80% des gens détestent leur travail et personne n’en parle

Dès l’enfance, on nous martèle : « Travaille bien à l’école pour avoir un bon métier. » Puis, une fois adulte, on nous explique que « le travail, c’est la santé ». Sauf que personne ne précise que la santé mentale, elle, peut en prendre un coup. Réunions inutiles, open spaces bruyants, managers qui parlent en jargon incompréhensible… Le bureau ressemble parfois à un épisode de Black Mirror dont on ne peut pas changer de chaîne.

Pourquoi on déteste (presque) tous notre boulot ?

  • L’absurdité des tâches : Combien de fois as-tu passé une journée à remplir un Excel que personne ne lira ? Ou à répondre à des mails qui auraient pu être réglés en 30 secondes à l’oral ?
  • Le manque de reconnaissance : « C’est normal, c’est ton travail. » Merci, Sherlock. On aimerait juste entendre un « Merci » de temps en temps.
  • L’équilibre vie pro/vie perso : Entre les horaires à rallonge et les appels du soir, on a l’impression de vivre au bureau… et de dormir chez soi par habitude.

Et si on arrêtait de faire semblant ?
Le pire, c’est qu’on a intériorisé l’idée qu’il fallait aimer son travail. Alors on sourit, on hoche la tête en réunion, on fait semblant d’être passionné par le nouveau logiciel de gestion de projet. Mais dans les couloirs du métro ou autour d’un verre entre potes, la vérité sort : « Putain, j’en peux plus. »
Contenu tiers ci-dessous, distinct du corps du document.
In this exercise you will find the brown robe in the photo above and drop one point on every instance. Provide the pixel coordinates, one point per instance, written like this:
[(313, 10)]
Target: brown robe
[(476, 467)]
Faut-il pour autant tout plaquer ?
Pas forcément. Certains ont la chance de trouver un job qui les passionne (et on les envie secrètement). D’autres transforment leur côté hater en force : ils font leur 35h, rentrent chez eux, et consacrent leur énergie à leurs passions. Et puis il y a ceux qui osent sauter le pas : reconversion, freelance, ou même… ne plus travailler du tout. Spoiler : c’est possible, mais il faut assumer le regard des autres.

En conclusion
80% de gens qui détestent leur travail, c’est peut-être juste la preuve que le système est à côté de la plaque. Et si, au lieu de culpabiliser, on acceptait que le travail, parfois, c’est juste un moyen de payer les factures ? Après tout, comme le disait un sage (ou un même) : « On ne vit pas pour travailler, on travaille pour vivre. » Alors, à quand la révolution des fainéants assumés ?

5 Comments

  1. reflexion

    Le problème ne vient-il pas aussi de notre système éducatif et professionnel, qui nous pousse à choisir une voie très tôt sans toujours tenir compte de nos aspirations ? Et si on apprenait aux jeunes à mieux se connaître avant de s’engager dans une carrière ?

  2. experience professionel

    Je fais partie des 20% chanceux : j’ai trouvé un travail qui me passionne. Mais je comprends ceux qui ne s’épanouissent pas. Mon conseil : commencez par lister ce qui ne va pas, puis explorez des alternatives (formation, reconversion, etc.). Parfois, un petit pas suffit pour tout changer.

  3. constructive

    L’article soulève un vrai problème, mais j’aurais aimé des pistes concrètes pour sortir de cette spirale. Comment identifier un métier qui nous correspond ? Comment oser changer quand on a des charges financières ? Peut-être un sujet pour un prochain article ?

  4. societale

    Pourquoi est-ce encore tabou d’avouer qu’on déteste son travail ? On passe tellement de temps au boulot, il est temps de normaliser les discussions sur le bien-être professionnel et de repenser notre rapport au travail. Et vous, qu’est-ce qui vous empêche d’en parler autour de vous ?

  5. temoignage

    Cet article résonne tellement avec moi. Après 10 ans dans un métier qui ne me correspondait plus, j’ai enfin osé sauter le pas pour me reconvertir. Ce n’est pas facile, mais lire ce genre d’article m’a aidé à réaliser que je n’étais pas seul·e dans cette situation. Merci pour ce partage honnête.